Vuvuzela Recycling Competition Gives New Life to South Africa's Favorite Noisemakers
For better or worse, they provided the soundtrack to the World Cup 2010 matches in South Africa, generating annoyance and exuberance in seemingly equal measure. But with the competition over, what will happen to all the vuvuzelas? The plastic horns were reportedly selling at rates of 20,000 a day during the international sporting event, generating a massive amount of material for someone to do something creative with -- and the ideas are pouring in.Two South African advertising firms are sponsoring the WoZela! vuvuzela recycling competition under the slogan "Make a difference, not just a noise." The winning designs will be produced by local artists and craftsmen and sold through local retailers.
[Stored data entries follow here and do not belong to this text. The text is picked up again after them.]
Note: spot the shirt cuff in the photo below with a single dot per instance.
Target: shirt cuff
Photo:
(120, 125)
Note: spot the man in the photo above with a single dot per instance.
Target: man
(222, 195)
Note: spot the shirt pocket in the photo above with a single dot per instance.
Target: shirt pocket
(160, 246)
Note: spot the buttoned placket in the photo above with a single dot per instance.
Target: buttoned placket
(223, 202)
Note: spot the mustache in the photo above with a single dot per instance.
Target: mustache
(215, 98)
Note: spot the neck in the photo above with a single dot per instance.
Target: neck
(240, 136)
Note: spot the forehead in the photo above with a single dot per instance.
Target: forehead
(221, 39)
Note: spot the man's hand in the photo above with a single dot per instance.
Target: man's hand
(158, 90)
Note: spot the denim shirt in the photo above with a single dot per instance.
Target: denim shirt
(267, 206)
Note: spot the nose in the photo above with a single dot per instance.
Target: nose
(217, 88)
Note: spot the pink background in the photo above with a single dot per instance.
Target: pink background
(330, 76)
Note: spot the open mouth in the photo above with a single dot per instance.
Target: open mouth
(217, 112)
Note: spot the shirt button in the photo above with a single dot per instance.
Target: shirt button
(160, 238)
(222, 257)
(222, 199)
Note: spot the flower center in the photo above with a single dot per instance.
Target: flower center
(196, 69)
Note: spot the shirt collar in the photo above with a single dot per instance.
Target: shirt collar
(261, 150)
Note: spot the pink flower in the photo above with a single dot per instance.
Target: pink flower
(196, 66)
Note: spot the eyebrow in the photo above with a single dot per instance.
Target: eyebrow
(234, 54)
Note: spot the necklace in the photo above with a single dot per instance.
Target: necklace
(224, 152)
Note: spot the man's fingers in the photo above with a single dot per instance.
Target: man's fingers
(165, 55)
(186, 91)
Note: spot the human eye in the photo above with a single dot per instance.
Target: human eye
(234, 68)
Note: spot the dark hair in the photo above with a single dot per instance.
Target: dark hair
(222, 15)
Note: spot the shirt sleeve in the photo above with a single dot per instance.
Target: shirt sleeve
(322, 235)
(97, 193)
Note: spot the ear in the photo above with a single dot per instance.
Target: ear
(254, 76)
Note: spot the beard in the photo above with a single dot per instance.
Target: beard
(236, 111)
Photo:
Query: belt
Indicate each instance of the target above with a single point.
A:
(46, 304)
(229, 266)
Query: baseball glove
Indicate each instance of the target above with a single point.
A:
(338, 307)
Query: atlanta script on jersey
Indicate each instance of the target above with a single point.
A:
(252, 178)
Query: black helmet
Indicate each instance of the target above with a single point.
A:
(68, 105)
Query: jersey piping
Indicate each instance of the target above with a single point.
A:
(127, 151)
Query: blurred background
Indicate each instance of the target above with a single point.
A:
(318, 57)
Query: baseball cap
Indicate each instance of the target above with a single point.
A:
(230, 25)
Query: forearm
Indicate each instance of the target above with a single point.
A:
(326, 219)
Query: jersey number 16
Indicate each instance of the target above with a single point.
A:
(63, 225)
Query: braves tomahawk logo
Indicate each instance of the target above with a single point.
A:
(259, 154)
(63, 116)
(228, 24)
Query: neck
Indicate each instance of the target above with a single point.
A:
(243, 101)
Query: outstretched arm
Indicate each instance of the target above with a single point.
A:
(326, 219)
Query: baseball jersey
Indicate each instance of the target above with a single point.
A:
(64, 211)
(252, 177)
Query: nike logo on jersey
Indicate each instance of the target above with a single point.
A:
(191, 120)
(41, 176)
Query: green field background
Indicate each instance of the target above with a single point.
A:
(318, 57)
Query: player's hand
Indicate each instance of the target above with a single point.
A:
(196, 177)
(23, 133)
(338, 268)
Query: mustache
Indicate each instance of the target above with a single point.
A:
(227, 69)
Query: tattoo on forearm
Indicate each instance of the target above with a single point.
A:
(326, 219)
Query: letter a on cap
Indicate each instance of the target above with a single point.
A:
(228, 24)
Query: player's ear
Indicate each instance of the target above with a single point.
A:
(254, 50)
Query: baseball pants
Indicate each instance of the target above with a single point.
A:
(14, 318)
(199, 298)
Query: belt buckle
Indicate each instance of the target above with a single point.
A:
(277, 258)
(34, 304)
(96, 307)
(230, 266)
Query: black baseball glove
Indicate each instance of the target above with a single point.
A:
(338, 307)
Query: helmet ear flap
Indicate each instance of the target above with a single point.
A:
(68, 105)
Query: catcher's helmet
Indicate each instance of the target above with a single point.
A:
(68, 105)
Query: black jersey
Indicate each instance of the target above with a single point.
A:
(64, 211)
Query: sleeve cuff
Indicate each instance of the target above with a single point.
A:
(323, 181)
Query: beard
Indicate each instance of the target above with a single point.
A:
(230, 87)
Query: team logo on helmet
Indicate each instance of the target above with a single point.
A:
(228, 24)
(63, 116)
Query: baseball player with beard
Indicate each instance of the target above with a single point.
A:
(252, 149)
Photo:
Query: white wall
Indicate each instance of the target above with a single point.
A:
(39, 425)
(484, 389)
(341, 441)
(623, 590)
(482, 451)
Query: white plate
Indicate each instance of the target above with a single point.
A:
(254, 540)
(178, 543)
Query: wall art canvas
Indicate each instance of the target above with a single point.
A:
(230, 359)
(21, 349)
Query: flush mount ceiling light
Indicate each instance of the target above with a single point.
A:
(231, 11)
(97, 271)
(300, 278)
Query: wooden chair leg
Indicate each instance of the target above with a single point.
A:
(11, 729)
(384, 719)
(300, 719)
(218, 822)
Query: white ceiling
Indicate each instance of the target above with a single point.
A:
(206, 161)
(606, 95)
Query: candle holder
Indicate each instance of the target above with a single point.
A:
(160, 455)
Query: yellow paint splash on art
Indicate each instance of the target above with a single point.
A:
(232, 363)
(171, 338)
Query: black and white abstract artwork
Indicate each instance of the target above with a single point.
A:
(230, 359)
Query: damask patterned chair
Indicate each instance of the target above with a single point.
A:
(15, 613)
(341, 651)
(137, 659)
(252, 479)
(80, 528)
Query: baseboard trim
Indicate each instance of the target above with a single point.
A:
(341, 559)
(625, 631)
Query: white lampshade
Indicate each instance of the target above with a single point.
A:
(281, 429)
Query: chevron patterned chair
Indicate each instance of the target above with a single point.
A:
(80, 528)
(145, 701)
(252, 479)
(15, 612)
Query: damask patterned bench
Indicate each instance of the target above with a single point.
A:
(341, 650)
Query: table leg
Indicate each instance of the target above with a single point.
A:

The BBC reported that more than 200 entries have been submitted thus far. (Submissions closed Friday for South African entrants; the international deadline is Oct. 25.)
Candle Holders to Gardening Tools
"The vuvuzela has become an extraordinary symbol of unity in South Africa," the organizers write. "WoZela wants to make this object of unity an object of utility by generating ways to reuse it."
The ideas, showcased on the WoZela! blog, range from the silly (a noise-reducing muzzle for idiotic celebrities) to the perfectly practical (gardening tools, a portable water filter, a small-scale solar oven), with lots of variations on candle holders, wind chimes, vases, and lamps. Some designs are simply scrawled on pieces of binder paper, while others have actually been created or mapped out with detailed diagrams. The top 50 ideas -- selected for their originality, practicality, and usefulness -- will be exhibited in Johannesburg and Cape Town at an unspecified future date.